His philosophy took root in “social accommodationist” foundations, touting uplift and the industrial progress of blacks. Du Bois, on the other hand, urged the building of a “positive history” (362) which would encourage black self-respect, and an opposition of a reconciliation “marked by the industrial slavery and civic death of those same black men,” whose “mistreatment caused the war” (363).
In this conflict, and among the other strains of black collective memory competing for the ultimate public legacy of the Civil War, the question of forgetting the past plays a central role. Should slaves forget they were slaves as part of a dark and empty past? Or should the reality of their past mark a specific period of time in the larger narrative of black history showing the ultimate progress of the ‘race’? As Blight offers, “One of the burdens of black memory was that progress and horror had to occupy the same narrative” (336). If the silencing (or non-silencing) of blacks’ slave past were the means, what ends was the nebulous ‘black collective memory’ hoping to achieve?
My final thought on Blight’s highlighting of the archive-silencing of blacks’ narratives comes halfway through the chapter on black memory:
“It was America’s national tragedy that the memories of slavery that were popularized and sold in the last decades of the nineteenth century were the romantic fantasies of dialect writers, not the actual remembrance of the slaves themselves” [emphasis added] (313).
Once again, we see Blight nodding toward the commodification of (black) history, which apparently becomes salable in the first decades of the twentieth century (367). Now that intersectional reconciliation has taken place, and the whites of America have eased their mutually heroic minds, they can turn to the ‘other’ narrative that has been fighting for recognition, and decide whether or not to give it collective national attention.
As we will hopefully see in our discussion on Wednesday, this topic merits a continuation of in-depth, thoughtful analyses, but I would like to raise a new topic Blight gives us in the second half of the book: the intergenerational conflict of memory.
Blight tells of the conflict between southern black generations, but also that of national white generations. How thoroughly entrenched did the UDC’s memory-making efforts become with the passing of time? How would postbellum generations (both immediately and over time) understand, reflect upon, and ultimately accept or reject their ancestors role in their country’s past?

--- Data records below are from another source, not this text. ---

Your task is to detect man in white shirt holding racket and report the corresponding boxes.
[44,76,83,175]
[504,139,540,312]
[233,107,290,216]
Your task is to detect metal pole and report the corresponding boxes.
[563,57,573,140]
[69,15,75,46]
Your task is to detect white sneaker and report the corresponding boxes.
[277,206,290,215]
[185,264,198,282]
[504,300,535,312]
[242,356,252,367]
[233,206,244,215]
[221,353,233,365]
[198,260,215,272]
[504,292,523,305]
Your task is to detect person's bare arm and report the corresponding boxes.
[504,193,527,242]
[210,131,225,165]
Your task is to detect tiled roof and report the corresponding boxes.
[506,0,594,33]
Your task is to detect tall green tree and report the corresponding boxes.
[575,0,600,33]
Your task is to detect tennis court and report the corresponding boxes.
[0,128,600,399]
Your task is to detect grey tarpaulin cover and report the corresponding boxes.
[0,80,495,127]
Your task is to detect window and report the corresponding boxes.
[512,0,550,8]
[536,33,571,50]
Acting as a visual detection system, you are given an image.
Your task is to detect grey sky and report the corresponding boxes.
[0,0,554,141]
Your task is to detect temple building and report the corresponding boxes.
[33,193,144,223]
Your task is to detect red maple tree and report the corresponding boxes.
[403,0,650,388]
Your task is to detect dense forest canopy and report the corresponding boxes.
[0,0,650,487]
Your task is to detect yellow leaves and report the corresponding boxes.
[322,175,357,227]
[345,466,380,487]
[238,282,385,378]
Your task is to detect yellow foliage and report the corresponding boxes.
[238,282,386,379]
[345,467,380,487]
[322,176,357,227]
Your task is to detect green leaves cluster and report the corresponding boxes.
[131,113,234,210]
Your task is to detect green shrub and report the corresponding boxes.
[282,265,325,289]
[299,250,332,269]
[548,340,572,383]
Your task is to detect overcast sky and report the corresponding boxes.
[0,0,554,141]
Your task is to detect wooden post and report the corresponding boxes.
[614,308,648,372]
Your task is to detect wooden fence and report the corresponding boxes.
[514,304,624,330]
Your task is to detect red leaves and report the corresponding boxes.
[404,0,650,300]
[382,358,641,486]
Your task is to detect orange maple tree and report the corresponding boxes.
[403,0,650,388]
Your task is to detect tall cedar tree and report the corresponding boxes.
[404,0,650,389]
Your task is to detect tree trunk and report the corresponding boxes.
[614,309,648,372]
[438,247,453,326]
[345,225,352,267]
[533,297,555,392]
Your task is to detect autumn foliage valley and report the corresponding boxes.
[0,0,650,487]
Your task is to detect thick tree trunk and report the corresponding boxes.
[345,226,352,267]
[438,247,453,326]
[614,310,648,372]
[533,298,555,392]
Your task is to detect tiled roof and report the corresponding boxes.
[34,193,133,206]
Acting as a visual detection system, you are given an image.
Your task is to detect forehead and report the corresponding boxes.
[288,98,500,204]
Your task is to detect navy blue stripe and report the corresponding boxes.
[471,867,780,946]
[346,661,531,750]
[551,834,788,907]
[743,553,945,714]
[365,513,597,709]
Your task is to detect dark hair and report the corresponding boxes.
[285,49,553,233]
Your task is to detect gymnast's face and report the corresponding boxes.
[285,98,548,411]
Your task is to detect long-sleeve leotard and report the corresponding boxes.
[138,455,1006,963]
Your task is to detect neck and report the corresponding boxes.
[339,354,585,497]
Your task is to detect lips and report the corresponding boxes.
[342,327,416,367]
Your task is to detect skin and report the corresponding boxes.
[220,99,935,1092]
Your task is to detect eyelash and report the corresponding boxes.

I like Blight’s closing thought enough to use it as mine: “All memory is prelude” (397). Prelude to the generations to come, who will rewrite and reshape the past according to their needs in the present? Prelude to the “post-game” analysis of professional historians who will incorporate it into their scholarly historiography? Perhaps here we can understand Blight’s argument on memory versus Memory: the former is the prelude to the latter.